With a small leap of the imagination, one might argue that, had the arms race between America and the USSR never occurred, and had the race to agricultural superiority that sprung out of our competitive engagement with the Soviets not followed, intensive farming practices may have at least taken a less violent and aggressive form. If not for the Cold War, perhaps we would have banned DDT much sooner and forgone other abuses that enabled factory farming to thrive. Without the life-or-death urgency and the panicky fervor driving our competitive edge, it is possible—yes, possible—that our farms would be smaller, our produce less chemically and genetically altered, and our eggs heartier, richer, and tastier, with yolks that actually look as advertised on industry websites: the same brilliant orangey-yellow as setting suns.
By the time our Cold War fears began to recede, our eyes—so accustomed to scanning the horizon for incoming threats—turned back toward our own country. We began scrutinizing American farms, and we didn’t like what we saw. Through the Civil Rights Movement, and also the second wave of feminism, we had tuned into the transformative power of organized protest and challenging authority. Although awareness of environmental issues and opposition to animal cruelty had gained some steam in the 1970s, our attention to factory farming sharpened as the Red Scare faded away, as did activists’ condemnation of agricultural corporations’ modus operandi. We began exposing the abuses of human beings and animals that occurred inside intensive farming facilities. Predictably, the agricultural industry—which by now was monopolized by an ever-merging handful of massive corporations—rallied their forces. Their response was to push back the picket lines and silence activists and investigative journalists with legislation that many believe infringes upon Americans’ First Amendment right to free speech. The Berlin Wall—the greatest symbol of the Cold War—fell in 1989. The United States’ first Ag gag law was passed in 1990.
Eggs are now so cheap and accessible that a person might feel like an idiot for asking questions about them. And by now, most of us know the answers anyway—but to make conscious choices to avoid factory farm eggs requires financial resources that many people lack. And for all of us, it is much easier not to think about it, to pretend not to know, at least for the duration of a tasty meal. Maybe Glenview Farms is nestled in a fertile valley that is, indeed, adjacent to a glen. What is a glen? To be honest, I don’t quite know. But wouldn’t it be nice to believe that a really nice one is the backdrop against which hens lay our eggs?
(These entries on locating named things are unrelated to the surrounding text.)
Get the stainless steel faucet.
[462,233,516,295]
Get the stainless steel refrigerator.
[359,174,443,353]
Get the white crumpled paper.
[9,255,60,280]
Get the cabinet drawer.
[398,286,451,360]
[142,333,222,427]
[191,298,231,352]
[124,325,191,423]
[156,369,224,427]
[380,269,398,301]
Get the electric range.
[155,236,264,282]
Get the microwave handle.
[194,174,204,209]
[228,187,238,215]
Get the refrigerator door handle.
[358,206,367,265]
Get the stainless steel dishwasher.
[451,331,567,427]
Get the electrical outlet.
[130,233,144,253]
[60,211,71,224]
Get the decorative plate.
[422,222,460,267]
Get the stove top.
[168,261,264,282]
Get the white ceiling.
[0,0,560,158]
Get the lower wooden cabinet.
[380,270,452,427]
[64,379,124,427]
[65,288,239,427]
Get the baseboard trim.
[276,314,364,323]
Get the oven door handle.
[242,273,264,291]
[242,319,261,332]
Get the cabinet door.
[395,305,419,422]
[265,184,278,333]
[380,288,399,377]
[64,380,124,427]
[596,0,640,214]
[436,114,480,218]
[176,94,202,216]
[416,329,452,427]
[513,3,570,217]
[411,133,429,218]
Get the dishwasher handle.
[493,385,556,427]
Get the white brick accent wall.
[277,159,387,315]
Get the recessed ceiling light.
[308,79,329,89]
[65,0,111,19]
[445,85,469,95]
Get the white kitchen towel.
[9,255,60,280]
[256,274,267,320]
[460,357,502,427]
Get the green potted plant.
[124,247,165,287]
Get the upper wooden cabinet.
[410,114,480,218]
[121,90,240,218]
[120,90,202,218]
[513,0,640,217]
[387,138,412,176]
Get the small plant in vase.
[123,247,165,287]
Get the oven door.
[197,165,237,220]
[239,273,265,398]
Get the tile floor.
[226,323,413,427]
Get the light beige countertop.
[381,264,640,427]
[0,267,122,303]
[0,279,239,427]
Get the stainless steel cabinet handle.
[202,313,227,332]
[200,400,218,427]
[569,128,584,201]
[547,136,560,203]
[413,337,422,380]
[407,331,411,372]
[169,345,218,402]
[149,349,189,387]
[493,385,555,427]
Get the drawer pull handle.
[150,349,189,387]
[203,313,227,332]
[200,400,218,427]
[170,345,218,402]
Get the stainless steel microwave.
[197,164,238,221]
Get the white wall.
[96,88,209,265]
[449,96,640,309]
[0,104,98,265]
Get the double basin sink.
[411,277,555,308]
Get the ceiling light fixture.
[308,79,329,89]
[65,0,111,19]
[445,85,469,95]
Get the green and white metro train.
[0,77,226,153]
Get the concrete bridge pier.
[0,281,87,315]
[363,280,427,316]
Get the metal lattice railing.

Readers might be wondering whether I still go to Waffle House. Yes, I do. Here is the reason why: When a child’s parents say that a deceased family pet has been sent to live on a beautiful farm in the country, are you really going to pipe up and ask, “Which farm was it, exactly?” As I sit in a Waffle House booth, some part of me dreams that whichever farm my eggs come from is the same farm to which beloved pets retire. There are old people wearing overalls, pies cooling upon windowsills, scruffy old dogs, cats lazing about, and suns perpetually in the act either of setting or rising. The hens cluck jovially, pecking corn kernels scattered in the dewy grass by a young woman—smiling and fresh-faced, the kind of plump that signifies abundance and health, cooing gently as they all gather around her wooden clogs.